Entre Crozon et le Cap Sizun, une baie raconte le destin de la ville d’Ys
La lumière se pose sur une courbe d’eau immense, entre les pointes du Finistère. Au fond, Douarnenez regarde le large, tandis que la presqu’île de Crozon et le cap Sizun ferment presque l’horizon. C’est dans cette baie que la légende place la ville d’Ys, engloutie sous la mer.
La Baie de Douarnenez invite à suivre ce récit sans chercher de ruines visibles. Vous regardez l’eau, les falaises et les plages, mais l’histoire raconte une ville disparue sous cette même étendue. Cette légende donne au paysage une gravité singulière.
Plus de 16 km de large, et la ville d’Ys au milieu des eaux
La Baie de Douarnenez dessine un bassin demi-circulaire de plus de 16 kilomètres de large et de 20 kilomètres de profondeur. Elle s’ouvre vers la mer d’Iroise, mais les terres de Crozon et du cap Sizun lui donnent une forme enveloppante. Le regard cherche naturellement ce qui pourrait se cacher derrière la ligne d’eau.
La ville d’Ys aurait été engloutie ici, selon la légende. Le récit ne transforme pas la baie en décor figé, il accompagne chaque avancée du rivage et chaque changement de lumière. C’est la bonne manière de l’aborder: laisser l’imaginaire suivre la côte, sans forcer le mystère.
Douarnenez se trouve au fond de la baie. Face à la ville, l’île Tristan découpe une présence plus sombre sur l’eau. Le vent peut vite déplacer les couleurs du paysage.
Le bord de mer garde aussi la mémoire de 17 sites de salaison
Bien avant les conserveries, la baie accueillait déjà une activité liée au poisson. Dix-sept sites de cuves de salaison ont été identifiés sur ses rives, de Crozon à Douarnenez, ainsi qu’à proximité de petits fleuves côtiers. Ces installations de pierre étaient enduites de mortier rouge.
Les cuves fabriquaient des salaisons, du garum ou de l’allec. Leur présence change la lecture du littoral: sous les plages et les promontoires, la baie garde la trace d’un travail ancien, très concret, tourné vers la mer. Ici, l’histoire sent le sel et la pierre humide.
Les sites sont dispersés, ce qui compte davantage qu’un monument isolé. La baie relie les rivages entre eux par cette même histoire du poisson. Le décor reste maritime, mais il n’est jamais vide.
Peut-on voir la ville d’Ys sous la baie ?
Non, la ville d’Ys appartient à la légende. La baie offre plutôt un paysage qui laisse place à cette histoire: une eau large, des caps qui resserrent l’horizon et Douarnenez au fond du bassin. C’est ce cadre qui rend le récit crédible à l’imagination.
À la fin du XIXe siècle, 32 conserveries vivaient de la sardine
La sardine a ensuite donné à Douarnenez une autre mémoire maritime. À la fin du XIXe siècle, des centaines de chaloupes sardinières pêchaient dans la baie et alimentaient les 32 conserveries de la ville. Ce nombre raconte une façade portuaire alors entièrement liée aux arrivées de poisson.

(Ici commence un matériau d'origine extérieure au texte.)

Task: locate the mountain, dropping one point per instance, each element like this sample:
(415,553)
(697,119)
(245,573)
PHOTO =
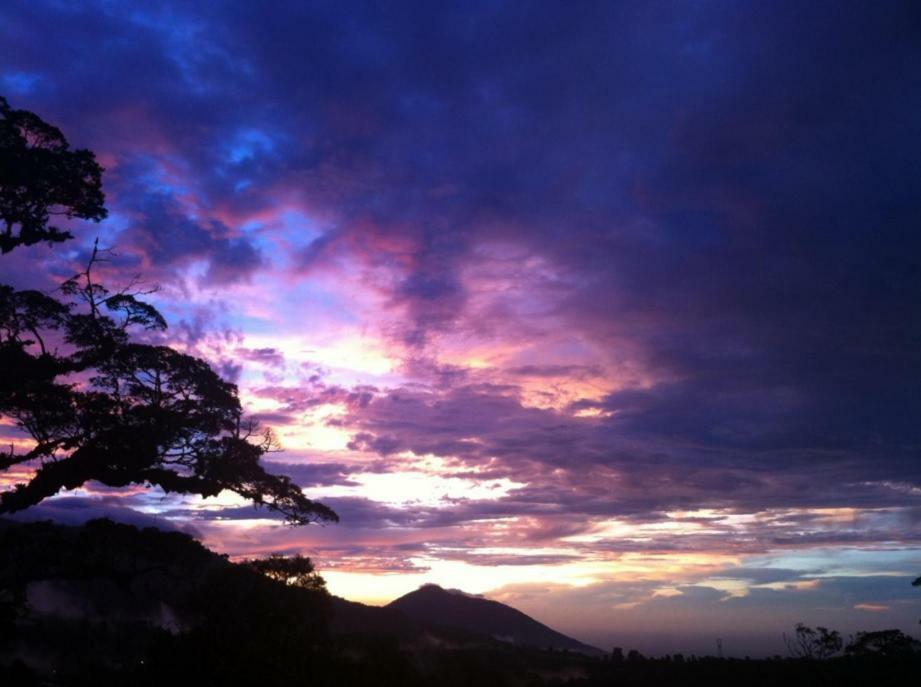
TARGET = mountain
(433,606)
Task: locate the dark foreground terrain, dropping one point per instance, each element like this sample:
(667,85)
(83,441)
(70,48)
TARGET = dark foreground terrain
(108,604)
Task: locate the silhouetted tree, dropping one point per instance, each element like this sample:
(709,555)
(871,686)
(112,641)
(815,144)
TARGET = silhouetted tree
(97,404)
(884,643)
(294,571)
(818,643)
(40,177)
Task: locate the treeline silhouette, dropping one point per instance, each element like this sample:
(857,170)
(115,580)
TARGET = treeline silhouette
(110,604)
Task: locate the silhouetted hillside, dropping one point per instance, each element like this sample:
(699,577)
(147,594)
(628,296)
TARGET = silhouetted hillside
(433,606)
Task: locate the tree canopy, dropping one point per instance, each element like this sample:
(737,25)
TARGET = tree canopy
(97,403)
(41,177)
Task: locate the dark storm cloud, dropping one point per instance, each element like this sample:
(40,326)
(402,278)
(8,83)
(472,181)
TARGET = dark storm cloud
(727,193)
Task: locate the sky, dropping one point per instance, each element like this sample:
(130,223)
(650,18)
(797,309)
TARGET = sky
(609,311)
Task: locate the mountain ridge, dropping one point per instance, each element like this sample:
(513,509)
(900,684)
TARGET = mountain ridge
(433,608)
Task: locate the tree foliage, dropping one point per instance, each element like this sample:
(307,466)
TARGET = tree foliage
(97,403)
(294,571)
(889,643)
(41,177)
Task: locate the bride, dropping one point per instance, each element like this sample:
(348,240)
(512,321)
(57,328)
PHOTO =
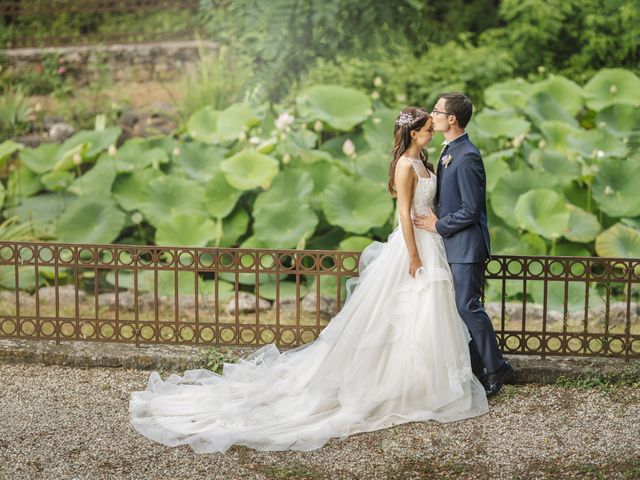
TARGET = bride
(397,352)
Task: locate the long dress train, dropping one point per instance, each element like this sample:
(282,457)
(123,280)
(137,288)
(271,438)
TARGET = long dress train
(397,352)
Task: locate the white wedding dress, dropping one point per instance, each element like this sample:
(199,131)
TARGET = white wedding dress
(397,352)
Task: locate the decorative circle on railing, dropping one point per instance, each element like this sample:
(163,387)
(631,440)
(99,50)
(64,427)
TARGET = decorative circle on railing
(328,263)
(308,262)
(535,268)
(186,259)
(147,332)
(532,343)
(167,332)
(617,346)
(107,330)
(7,326)
(557,268)
(248,334)
(206,259)
(226,260)
(7,254)
(267,261)
(286,262)
(127,331)
(126,257)
(578,269)
(267,335)
(494,267)
(47,329)
(575,344)
(207,334)
(247,260)
(87,330)
(45,255)
(515,267)
(553,343)
(287,336)
(27,254)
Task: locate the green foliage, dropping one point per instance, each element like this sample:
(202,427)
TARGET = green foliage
(214,358)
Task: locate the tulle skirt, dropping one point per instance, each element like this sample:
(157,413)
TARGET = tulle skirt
(397,352)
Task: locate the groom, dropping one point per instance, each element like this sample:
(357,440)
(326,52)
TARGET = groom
(462,222)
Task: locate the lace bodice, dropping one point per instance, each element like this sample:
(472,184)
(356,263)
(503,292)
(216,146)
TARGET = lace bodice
(425,192)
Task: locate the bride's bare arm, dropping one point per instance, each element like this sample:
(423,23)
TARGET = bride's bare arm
(404,182)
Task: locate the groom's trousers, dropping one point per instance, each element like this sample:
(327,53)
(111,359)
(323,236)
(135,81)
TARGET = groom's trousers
(485,354)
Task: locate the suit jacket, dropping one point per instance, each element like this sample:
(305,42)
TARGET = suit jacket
(461,204)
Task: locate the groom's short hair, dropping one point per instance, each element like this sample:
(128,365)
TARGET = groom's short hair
(459,105)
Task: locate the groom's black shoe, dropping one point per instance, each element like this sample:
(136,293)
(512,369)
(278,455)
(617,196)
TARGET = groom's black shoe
(494,381)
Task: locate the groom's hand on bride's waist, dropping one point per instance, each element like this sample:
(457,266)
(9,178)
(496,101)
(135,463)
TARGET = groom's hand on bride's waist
(427,223)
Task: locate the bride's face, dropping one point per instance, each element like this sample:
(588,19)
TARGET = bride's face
(423,136)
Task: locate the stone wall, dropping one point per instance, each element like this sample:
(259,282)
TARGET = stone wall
(127,63)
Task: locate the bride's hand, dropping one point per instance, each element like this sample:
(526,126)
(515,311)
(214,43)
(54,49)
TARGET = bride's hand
(414,264)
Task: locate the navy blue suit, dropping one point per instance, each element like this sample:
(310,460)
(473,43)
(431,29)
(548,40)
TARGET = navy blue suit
(462,212)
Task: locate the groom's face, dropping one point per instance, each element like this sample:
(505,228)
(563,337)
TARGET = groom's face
(442,120)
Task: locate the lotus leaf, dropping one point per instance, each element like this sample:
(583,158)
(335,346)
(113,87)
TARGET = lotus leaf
(166,195)
(248,169)
(287,291)
(378,130)
(615,187)
(322,173)
(8,148)
(98,181)
(23,183)
(612,85)
(41,159)
(57,180)
(504,123)
(43,211)
(89,143)
(590,143)
(356,204)
(619,241)
(569,95)
(234,227)
(281,226)
(509,94)
(189,230)
(583,226)
(496,166)
(340,107)
(354,244)
(90,220)
(543,107)
(619,119)
(373,165)
(543,212)
(130,189)
(198,160)
(571,250)
(564,168)
(233,120)
(220,197)
(202,125)
(509,188)
(290,187)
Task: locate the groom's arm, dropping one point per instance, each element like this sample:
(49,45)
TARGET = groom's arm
(471,180)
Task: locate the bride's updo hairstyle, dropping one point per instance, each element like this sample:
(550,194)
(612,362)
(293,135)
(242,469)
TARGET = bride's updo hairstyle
(410,119)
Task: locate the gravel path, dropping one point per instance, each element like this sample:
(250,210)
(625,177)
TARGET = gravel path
(64,423)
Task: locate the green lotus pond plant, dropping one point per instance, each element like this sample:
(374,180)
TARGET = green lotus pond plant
(561,160)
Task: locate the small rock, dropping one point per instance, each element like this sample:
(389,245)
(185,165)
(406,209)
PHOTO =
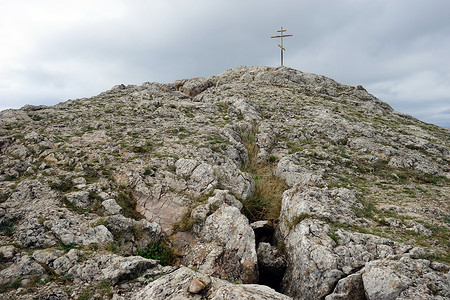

Les ports du Rosmeur, Port-Rhu et Tréboul prolongent cette présence de Douarnenez au bord de l’eau. On y comprend mieux pourquoi la baie ne se résume pas à sa légende. Elle a porté des récits imaginaires, mais aussi des départs de chaloupes et l’activité des conserveries.
La sardine reste le fil le plus tangible. Il donne un poids humain aux contours de la baie.
Entre Crozon, le cap Sizun et Douarnenez, choisir son morceau de baie
La Baie de Douarnenez se trouve dans le Finistère, en Bretagne, entre la presqu’île de Crozon au nord et le cap Sizun au sud. Douarnenez occupe le fond de la baie, tandis que Morgat se situe sur le côté de Crozon. Le GR34 permet aussi de regarder la côte depuis les hauteurs.
Aucune saison ne s’impose dans les informations disponibles, et c’est un atout pour une escapade sans calendrier artificiel. Vous pouvez privilégier une journée où la visibilité donne de la profondeur aux caps, puis rejoindre le bord de mer de Douarnenez. La baie change avec la météo et la marée.
Faut-il prévoir une visite centrée sur Douarnenez ?
Oui, Douarnenez donne le repère le plus direct pour entrer dans la baie. Ses ports, l’île Tristan face à la ville et la mémoire sardinière permettent de relier le paysage aux histoires qui l’ont façonné. Crozon et le cap Sizun élargissent ensuite la découverte.
À la fin du jour, la baie garde sa grande courbe devant Douarnenez. Sous cette surface, Ys reste une histoire. Sur les rives, les cuves et les conserveries rappellent que la mer a aussi nourri des vies très réelles.